Тогда я оттащил скамью к печке. Лоб печи был интересно закопчен. На губе печного зева – погуще, затем поменьше, наконец одна лишь смутная, точно щеки цыганки – палевость… Эта равномерность перехода меня заинтересовала. Ведь попробуй-ка я, скажем, так закоптить что-то – разве у меня получилась бы такая равномерность? Печь, на угол которой постоянно взирал «боженька», ясное дело, тоже была загадочна! Еще неизвестно, кто больше почитался в избе – темный и неподвижный лик «бога» – перед которым я по утрам, стоя голыми коленками на земляном полу, молился, или печь, полная жизни, пламени и дыма, пыла и жара, когда ее топили! Следом этой страстности печи и была закопченность ее чела – загибающаяся, выходящая из чрева ее и уходящая вверх, повыше печурки, пока не исчезала на известковой побелке…
Стоя на скамье, я увлекся и изрисовал человечками все печное чело. Я даже не услышал, когда скрипнула дверь и вошел отец. Оглянувшись, я увидел, что он уже давно наблюдает за моим творчеством. Лицо его было красным – похмелился, значит, – в глазах прыгали какие-то злобно-озорные искорки.

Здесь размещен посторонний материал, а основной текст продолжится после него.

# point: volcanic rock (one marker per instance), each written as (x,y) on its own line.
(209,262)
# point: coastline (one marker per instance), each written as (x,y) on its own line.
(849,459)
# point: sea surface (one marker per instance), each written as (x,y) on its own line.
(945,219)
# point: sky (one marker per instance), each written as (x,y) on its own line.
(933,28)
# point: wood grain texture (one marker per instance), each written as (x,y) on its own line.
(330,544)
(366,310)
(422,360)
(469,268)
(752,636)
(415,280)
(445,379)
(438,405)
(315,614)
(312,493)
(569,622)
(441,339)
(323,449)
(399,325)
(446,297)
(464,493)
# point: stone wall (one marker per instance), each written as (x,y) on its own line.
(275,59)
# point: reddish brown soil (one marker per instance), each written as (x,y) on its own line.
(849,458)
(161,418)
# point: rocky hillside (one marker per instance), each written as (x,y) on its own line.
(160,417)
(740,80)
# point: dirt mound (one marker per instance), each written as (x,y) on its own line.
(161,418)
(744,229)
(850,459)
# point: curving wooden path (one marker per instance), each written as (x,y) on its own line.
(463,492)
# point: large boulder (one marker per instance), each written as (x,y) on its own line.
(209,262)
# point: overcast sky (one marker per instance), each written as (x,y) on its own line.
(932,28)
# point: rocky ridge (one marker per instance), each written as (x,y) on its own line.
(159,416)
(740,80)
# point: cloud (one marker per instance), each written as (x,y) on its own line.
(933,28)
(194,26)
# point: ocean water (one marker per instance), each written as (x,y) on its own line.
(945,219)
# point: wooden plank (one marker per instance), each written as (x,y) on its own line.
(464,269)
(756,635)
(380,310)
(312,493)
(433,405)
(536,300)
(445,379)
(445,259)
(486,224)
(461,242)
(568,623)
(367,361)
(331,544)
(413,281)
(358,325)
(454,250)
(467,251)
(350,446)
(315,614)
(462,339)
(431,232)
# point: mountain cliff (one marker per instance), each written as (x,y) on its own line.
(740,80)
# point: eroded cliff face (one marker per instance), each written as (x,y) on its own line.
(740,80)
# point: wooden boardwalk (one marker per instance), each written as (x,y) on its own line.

Я, разумеется, испугался. Это была обычная деревенская власть: отца. Его следовало бояться. Иначе и не мыслилось. Отец меня, правда, не бил. Он просто третировал меня. Словно нет меня в доме…
Что же сейчас будет! Я только сейчас осознал свой проступок. Неужели все же бить будет?..
– Это что же за художества такие? Чорт зна што… Что теперь мать скажет? Она тяжело работает, а мы, то есть ты, только шкодишь? Ей теперь придется еще и печь белить… Подумал ты об этом? Хоть бы мать пожалел… Работает, из сил выбивается, а мы… тоись ты, дармоедствуешь и шкодишь…
Отец растянулся на полатях, укрылся полушубком и уснул. Вскоре он уже сипло, с присвистом в груди, храпел.
Я, смущенный, слез со скамьи – и поспешил ее оттащить на свое место, к столу…
Потом пришла мать. Сняла шаль, поправила гребнем волосы, из-за пазухи достала заработанные деньги. Это были большие медные пятаки и семишники 10 . Лишь один гривенник сверкнул в горсти. Мать сняла нашу семилинейную лампу с подставки, заглянула туда, прежде чем высыпать туда деньги.
10
Семишник – две копейки. (Прим. ред.)
– Ты, сынок, не подходил к лампе? – неуверенно спросила она. Не успел я помотать головой, как взгляд ее остановился на спящем отце. Она все поняла. Постояла с минуту, горестно глядя вперед себя. Вздохнула и высыпала деньги в жестяную подставку лампы. Монеты брякнули – и снова слышно было лишь как хрипит во сне отец на полатях. «Ой, уже смеркается! Надо ужин сварить!» – сама себе сказала мать и поспешила к печи.
Точно споткнулась о мои рисунки, мать остановилась перед печью, медленно сводя руки на груди.